TickSmith’s Analytics Platform solution is different from other TCA providers in the market because the cloud infrastructure and data within is owned by the client. This protects sensitive content and provides the client programatic access to all the underlying data- either in raw, standardized, or derived format- quickly and securely. Operationalizing fast analytics in a big data environment brings with it a new set of challenges, one is that of real time quality monitoring.
“It is and will remain at the forefront of our priorities,” says Gasbarro. “We are constantly monitoring, analysing, adapting and improving our quality processes. There are so many dependencies and processes within the big data pipeline, even the smallest error or failure can pollute the analytics for a significant period of time.” Gasbarro adds, “We build robustness into that pipeline with multiple failover processes, checks and balances. It ensures that we provide our clients with consistent, reliable and quality analytics they can trust. Our clients appreciate the transparency we provide with regards to our Analytics Platform.”

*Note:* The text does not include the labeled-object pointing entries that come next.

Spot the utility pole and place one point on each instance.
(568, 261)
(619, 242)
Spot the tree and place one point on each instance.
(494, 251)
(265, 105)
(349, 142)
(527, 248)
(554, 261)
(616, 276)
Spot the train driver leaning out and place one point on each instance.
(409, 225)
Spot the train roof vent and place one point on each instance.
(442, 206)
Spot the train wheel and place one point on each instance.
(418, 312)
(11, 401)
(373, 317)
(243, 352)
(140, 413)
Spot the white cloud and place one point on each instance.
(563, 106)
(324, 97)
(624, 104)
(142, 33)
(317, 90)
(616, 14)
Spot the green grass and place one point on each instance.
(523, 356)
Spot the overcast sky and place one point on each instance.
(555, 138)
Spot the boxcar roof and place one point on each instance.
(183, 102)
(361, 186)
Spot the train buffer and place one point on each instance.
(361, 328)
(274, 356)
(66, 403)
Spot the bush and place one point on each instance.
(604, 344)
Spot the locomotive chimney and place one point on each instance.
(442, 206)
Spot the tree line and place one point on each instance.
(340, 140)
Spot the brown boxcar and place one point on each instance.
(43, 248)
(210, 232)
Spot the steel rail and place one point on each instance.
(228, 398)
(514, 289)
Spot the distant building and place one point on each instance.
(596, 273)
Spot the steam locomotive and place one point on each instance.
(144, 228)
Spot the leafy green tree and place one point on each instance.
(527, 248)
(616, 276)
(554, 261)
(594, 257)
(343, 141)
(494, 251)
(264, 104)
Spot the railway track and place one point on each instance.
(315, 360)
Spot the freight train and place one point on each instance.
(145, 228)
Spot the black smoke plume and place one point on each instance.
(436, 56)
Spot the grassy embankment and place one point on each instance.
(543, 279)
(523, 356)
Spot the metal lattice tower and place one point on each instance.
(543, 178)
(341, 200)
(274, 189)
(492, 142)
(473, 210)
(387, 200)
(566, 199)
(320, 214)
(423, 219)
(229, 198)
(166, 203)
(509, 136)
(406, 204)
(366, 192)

Within a short time of implementing TickSmith’s Analytics Platform, it became clear to this investment banking firm that, although the immediate need for Best Execution reporting and TCA was a pressing matter, leveraging the data for faster analytics and alternative use cases was proving much more valuable. As a result and as part of this project, the present goal at TickSmith is to capture, derive and deliver data even faster by continuing to push the boundaries of today’s big data technologies.